若亨·约安尼斯蹙起眉头,德意志暗示的那个进行种族主义宣传的舰娘是谁,已经很明确了。不过,要处理也没法是现在——若亨·约安尼斯面色慎重,看了一眼站在自己身旁的石勒苏益格-荷斯坦。
“如果她真的如此做了的话……听凭您处置,我没有意见。”石勒苏益格-荷斯坦的表情比提督更灰暗,而且语气里已经一点南石勒苏益格方言都没有,几乎是字斟句酌的标准德语。

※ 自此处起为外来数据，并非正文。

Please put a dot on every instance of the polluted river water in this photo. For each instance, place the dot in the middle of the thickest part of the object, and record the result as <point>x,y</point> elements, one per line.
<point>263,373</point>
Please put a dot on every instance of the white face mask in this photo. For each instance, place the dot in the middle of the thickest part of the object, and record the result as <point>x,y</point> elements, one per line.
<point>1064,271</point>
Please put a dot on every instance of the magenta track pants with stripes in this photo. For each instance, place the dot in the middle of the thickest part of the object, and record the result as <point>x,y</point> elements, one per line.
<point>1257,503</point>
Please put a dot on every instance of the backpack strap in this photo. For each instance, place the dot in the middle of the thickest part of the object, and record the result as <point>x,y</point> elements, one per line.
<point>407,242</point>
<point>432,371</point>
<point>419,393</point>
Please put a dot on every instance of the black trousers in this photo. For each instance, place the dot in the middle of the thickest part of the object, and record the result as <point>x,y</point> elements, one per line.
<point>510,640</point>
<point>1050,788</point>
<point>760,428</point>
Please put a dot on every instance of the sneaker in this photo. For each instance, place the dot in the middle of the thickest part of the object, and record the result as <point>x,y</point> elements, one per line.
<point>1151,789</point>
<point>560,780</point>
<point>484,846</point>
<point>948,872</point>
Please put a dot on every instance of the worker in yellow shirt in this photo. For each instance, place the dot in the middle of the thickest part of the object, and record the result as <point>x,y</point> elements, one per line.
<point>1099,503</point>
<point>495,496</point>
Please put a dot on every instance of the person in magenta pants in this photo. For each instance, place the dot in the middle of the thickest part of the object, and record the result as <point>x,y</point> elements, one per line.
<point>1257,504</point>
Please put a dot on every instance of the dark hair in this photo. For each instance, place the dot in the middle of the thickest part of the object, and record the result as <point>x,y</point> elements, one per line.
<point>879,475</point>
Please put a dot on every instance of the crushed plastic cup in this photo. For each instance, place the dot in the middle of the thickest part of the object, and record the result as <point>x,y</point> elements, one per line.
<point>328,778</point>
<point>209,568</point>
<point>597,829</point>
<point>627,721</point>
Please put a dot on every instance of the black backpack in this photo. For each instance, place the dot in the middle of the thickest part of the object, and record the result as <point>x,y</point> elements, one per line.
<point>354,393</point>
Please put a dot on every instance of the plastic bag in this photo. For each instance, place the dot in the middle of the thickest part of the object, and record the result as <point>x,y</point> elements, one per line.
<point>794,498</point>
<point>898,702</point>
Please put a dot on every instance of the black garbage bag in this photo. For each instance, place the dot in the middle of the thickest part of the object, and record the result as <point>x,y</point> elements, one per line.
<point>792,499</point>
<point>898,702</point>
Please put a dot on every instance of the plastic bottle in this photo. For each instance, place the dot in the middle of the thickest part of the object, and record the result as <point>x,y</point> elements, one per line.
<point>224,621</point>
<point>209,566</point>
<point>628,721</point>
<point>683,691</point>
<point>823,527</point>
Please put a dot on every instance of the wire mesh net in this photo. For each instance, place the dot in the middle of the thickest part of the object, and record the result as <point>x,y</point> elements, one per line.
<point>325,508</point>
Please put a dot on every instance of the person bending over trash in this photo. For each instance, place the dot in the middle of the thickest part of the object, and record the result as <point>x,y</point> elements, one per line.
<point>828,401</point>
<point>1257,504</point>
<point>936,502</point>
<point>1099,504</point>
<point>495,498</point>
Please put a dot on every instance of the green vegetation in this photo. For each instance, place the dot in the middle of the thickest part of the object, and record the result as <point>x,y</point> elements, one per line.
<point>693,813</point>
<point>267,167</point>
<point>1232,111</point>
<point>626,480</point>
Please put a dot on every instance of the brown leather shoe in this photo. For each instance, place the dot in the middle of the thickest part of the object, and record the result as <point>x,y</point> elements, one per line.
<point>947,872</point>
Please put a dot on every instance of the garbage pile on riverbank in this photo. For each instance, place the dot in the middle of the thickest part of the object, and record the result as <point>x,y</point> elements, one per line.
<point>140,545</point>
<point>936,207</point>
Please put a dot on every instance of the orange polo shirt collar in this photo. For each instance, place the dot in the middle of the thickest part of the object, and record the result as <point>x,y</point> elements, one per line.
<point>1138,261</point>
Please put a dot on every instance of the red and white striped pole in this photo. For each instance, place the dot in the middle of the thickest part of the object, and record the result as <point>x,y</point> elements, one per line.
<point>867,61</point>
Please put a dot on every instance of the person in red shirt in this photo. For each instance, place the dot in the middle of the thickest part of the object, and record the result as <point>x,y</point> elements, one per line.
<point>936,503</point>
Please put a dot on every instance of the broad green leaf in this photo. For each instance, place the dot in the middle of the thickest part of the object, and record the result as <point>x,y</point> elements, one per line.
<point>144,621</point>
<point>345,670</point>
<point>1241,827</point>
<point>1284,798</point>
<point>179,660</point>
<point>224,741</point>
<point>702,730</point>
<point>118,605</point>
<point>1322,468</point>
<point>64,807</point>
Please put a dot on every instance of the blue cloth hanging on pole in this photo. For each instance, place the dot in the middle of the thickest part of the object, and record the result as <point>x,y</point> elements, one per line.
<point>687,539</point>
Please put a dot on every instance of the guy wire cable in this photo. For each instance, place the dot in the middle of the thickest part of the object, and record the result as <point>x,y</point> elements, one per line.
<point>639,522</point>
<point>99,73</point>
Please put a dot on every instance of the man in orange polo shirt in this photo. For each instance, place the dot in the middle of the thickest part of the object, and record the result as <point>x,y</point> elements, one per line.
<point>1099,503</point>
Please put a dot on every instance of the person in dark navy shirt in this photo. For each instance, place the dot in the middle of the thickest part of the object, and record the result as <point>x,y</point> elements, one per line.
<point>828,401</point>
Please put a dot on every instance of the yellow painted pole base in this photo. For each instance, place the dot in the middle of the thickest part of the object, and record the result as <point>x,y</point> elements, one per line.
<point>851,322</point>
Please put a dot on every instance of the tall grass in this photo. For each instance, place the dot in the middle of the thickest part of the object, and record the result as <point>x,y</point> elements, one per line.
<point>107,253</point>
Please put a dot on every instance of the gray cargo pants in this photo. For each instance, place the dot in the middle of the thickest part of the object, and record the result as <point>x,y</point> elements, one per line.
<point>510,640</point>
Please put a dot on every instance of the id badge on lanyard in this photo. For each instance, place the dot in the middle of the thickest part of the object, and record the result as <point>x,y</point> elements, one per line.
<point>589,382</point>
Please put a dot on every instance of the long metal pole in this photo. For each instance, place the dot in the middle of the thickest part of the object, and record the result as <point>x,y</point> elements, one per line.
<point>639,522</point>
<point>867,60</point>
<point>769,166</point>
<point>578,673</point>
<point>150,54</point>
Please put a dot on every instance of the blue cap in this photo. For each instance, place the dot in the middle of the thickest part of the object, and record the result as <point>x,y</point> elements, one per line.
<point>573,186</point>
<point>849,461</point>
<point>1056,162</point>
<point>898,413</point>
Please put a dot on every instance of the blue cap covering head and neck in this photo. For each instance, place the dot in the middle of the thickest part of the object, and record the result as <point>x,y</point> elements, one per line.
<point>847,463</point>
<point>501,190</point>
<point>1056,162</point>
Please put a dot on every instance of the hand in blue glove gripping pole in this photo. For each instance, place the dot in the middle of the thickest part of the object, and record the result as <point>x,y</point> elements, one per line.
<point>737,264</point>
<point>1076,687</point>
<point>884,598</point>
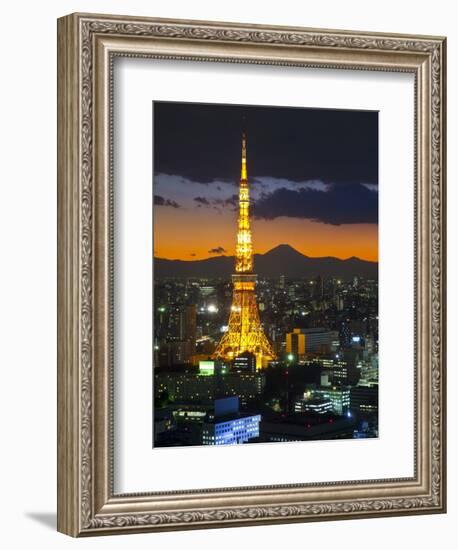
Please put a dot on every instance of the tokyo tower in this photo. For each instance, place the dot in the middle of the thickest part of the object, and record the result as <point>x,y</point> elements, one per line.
<point>245,332</point>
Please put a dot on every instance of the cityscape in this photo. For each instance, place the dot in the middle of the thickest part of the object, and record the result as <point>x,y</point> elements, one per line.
<point>262,346</point>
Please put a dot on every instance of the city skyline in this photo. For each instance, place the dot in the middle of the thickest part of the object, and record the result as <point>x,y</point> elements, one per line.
<point>314,189</point>
<point>264,348</point>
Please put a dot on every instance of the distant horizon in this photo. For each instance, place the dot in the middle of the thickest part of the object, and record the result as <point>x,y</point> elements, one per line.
<point>215,256</point>
<point>312,175</point>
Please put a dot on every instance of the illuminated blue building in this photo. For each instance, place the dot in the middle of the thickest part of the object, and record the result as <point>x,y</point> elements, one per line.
<point>227,426</point>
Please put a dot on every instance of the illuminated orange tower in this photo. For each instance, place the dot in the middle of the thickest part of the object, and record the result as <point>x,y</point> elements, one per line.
<point>245,332</point>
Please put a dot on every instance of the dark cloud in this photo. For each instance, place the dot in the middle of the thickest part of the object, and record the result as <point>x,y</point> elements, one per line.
<point>202,200</point>
<point>201,142</point>
<point>217,250</point>
<point>340,204</point>
<point>161,201</point>
<point>217,204</point>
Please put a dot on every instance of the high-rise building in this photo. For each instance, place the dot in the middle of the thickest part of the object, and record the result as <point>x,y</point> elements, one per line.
<point>188,326</point>
<point>245,332</point>
<point>227,426</point>
<point>300,342</point>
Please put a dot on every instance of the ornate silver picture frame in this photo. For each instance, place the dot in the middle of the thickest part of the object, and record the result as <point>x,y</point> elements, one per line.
<point>87,47</point>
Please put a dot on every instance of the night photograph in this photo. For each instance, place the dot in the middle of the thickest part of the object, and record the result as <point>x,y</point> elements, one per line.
<point>265,274</point>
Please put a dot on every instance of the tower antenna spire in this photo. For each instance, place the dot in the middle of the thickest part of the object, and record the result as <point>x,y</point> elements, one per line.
<point>245,332</point>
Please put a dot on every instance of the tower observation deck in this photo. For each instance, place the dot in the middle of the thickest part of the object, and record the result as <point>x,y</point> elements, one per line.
<point>245,332</point>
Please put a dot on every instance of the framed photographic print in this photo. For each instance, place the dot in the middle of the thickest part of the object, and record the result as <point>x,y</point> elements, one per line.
<point>251,281</point>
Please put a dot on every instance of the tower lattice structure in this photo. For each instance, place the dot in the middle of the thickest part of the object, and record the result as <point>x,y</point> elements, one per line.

“……装备品方面,清点完毕了吗。”若亨·约安尼斯没有正面回复。
“……是的,全部的装备品已经开列清单,除了未从罗斯托克回收、将由萨莉·布拉德娜少校负责带走的那两套‘俯冲轰炸机(StuKa)’之外,包括港内剩余的全部飞机、8寸及以上主炮、15cmC/28连装炮、高角火炮、鱼雷、无线电探测器(FuM)、高射装置、2cmFlaK38Vierling、锅炉、水密隔舱,这些项目都加了粗体。”
“28cmSKC/34不要,其余的请帮我分配一下——”若亨·约安尼斯手下不停,飞快地看了一眼清单。
“果然是这样分配的……大致情况是这样,请过目。”提督话音未落,石勒苏益格-荷斯坦已经拿出了另一张表格,显然是早有准备。
“……”若亨·约安尼斯一时语塞!“您预先做了几张表格?”他最后问。
“四张,因为您可能会更动的就只有是否带走28cmC/34三连装炮和15cmC/28连装炮而已。”石勒苏益格-荷斯坦耸了耸肩。
若亨·约安尼斯表情看上去很是不爽。“……把您的28cmSKL/40Drh.LC/01连装炮也带上。”他最后命令道。
“啊——”前弩级战舰一时语塞,“……好的,请稍等一下。”她最后说。至于司令先生是怎么一眼之内看到自己并没有在表格上列出自己的炮的,这一点石勒苏益格都不问了:她对提督这么清楚,提督就不能清楚一下她不成?
见至少找回了一点场子,若亨·约安尼斯算是满意了,继续愁眉苦脸消灭汉斯咖啡。而沙恩霍斯特级战舰的炮和德意志级战舰的炮一样是两座,石勒苏益格只需要把“全带”表格上的11寸炮改两个名称就完事了,整个过程不到半分钟。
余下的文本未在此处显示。